The other difficulty with your proposal—an insurmountable one, surely—is that, as Paul saw it, Israel as a nation or people was certainly not eagerly awaiting the revelation of the sons of God or groaning in travail in the Spirit with the apostles. Quite the opposite.
@Andrew Perriman:
Thanks for the feedback, Andrew.
The other difficulty with your proposal—an insurmountable one, surely—is that, as Paul saw it, Israel as a nation or people was certainly not eagerly awaiting the revelation of the sons of God or groaning in travail in the Spirit with the apostles. Quite the opposite.
I wonder really how insurmountable it is? I think plenty in Israel very much had an earnest expectation with the likes of those… “waiting for the consolation of Israel” as per Lk 2:25, 38; 19:11; 23:51; 24:21; Mk 15:43; Acts 1:6, and in particular Acts 26:6-7.
So, you have… “the revealing of the sons of God” of vs. 19 referring directly to the preceding vs. 18 “with the glory about to be revealed in us.”
Anyway, this quote below much better expresses what I’ve been trying to say…
It is important that we understand that the word “creation” does not, in and of itself, demand the view that has been espoused by a number of commentators of all ages who contend that creation in v.19 is of necessity a reference to the irrational creation (the material heavens and earth) rather than to rational, intelligent beings (men) created of God. The fact that the word translated “creature” or “creation” can, and often does refer to God’s rational creation (to intelligent man), is clear in Scripture. For example, the gospel was preached to “every creature” or to “all creation” in all the world (Mk. 16:15). Later, Paul declared that it had been preached to “every creature under heaven” (Col. 1:23). Christ is said to be “the firstborn of every creature” or “of all creation” (Col 1:15). According to Paul, if any man be in Christ, he is a “new creature;” i.e., a “new creation” (Gal 6:15). In all these passages the “creature” or “creation” refers to rational beings, not to an irrational creation consisting of hills, trees, fields, streams, etc., or lower animal life. …
In returning to Paul’s day and to this specific time frame of consummation, there is indeed a rational creation to be found in Scripture that waited in hope and with earnest expectation for the day of redemption or deliverance from the “bondage of corruption” (Luke 2:25, 38; 24:21). We are referring initially to covenant Israel, the people of God’s creation and preservation in salvation-history, and ultimately in the last days, the people of God’s redemptive, consummating work through Christ. In view of Scripture in general, and the context of Romans 8 in particular, we make the following observations which we believe are supportive of our equation of historical Israel with “the creation” in verse 19.

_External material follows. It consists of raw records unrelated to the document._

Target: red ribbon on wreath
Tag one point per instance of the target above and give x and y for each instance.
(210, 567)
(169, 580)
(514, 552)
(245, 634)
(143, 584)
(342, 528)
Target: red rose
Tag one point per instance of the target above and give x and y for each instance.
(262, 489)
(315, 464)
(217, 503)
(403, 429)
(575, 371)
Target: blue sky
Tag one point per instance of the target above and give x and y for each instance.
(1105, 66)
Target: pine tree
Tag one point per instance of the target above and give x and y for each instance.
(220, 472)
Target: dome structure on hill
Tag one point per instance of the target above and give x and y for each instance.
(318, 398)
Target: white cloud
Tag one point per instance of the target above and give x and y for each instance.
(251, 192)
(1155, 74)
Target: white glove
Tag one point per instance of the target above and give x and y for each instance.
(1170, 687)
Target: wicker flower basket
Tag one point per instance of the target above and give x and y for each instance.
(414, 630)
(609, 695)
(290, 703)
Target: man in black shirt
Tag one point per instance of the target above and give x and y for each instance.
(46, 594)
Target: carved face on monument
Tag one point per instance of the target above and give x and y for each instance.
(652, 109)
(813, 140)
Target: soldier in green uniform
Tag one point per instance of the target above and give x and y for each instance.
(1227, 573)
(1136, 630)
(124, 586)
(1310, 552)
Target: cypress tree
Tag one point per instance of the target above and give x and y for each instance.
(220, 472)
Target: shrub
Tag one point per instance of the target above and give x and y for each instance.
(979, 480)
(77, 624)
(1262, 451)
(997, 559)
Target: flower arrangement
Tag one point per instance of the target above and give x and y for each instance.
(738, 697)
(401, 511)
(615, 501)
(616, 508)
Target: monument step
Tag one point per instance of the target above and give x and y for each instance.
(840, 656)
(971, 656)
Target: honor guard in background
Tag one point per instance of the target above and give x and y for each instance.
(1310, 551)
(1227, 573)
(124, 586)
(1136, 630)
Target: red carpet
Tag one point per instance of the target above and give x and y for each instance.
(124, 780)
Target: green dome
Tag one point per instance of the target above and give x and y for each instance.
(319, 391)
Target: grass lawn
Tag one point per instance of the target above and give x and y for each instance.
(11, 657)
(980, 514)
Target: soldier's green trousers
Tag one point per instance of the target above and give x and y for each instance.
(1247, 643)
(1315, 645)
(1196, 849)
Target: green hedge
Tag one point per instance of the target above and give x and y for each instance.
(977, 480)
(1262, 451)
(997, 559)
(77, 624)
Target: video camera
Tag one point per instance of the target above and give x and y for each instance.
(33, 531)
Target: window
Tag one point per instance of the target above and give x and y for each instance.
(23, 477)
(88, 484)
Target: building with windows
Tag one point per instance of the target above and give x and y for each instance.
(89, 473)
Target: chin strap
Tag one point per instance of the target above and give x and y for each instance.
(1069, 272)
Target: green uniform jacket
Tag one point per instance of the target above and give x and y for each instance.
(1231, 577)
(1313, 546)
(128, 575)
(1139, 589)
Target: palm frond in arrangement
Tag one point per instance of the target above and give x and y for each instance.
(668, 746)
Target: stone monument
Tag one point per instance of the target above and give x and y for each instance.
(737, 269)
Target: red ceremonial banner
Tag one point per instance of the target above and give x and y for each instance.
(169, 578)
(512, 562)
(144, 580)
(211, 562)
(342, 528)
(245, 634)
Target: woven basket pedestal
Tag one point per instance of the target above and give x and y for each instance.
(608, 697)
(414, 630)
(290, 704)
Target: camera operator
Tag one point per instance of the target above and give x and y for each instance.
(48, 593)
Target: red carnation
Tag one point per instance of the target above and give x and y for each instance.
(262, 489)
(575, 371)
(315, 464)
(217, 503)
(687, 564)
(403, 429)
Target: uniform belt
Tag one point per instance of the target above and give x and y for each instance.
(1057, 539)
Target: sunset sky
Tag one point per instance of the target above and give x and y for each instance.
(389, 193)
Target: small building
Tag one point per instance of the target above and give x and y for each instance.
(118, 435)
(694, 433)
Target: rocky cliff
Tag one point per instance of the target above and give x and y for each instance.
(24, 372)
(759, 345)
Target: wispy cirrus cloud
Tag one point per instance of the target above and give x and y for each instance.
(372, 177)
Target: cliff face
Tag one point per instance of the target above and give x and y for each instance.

Max King The Cross and Parousia of Christ pp. 520, 522
@davo:
I wonder really how insurmountable it is? I think plenty in Israel very much had an earnest expectation with the likes of those… “waiting for the consolation of Israel” as per Lk 2:25, 38; 19:11; 23:51; 24:21; Mk 15:43; Acts 1:6, and in particular Acts 26:6-7.
That may have been the case, but it is difficult to think that it was Paul’s view that the Jews, whom he has so roundly condemned, were eagerly awaiting the revelation of the sons of God or groaning in agreement with those who have the firstfruits of the Spirit.
Max King, in that quotation at least, seems to argue from everywhere except Romans. We can identify Israel as God’s creation, to be sure, but I struggle to see how that would make sense in the context of this letter.
You also have to take into account the extensive literary background to the idea of the land or the earth mourning or groaning because of the sin of those living on it. In that respect, we should maintain a distinction between sinful Jews/Greeks and the created environment in which they live, which groans or mourns because of Jewish disobedience or Greek idolatry.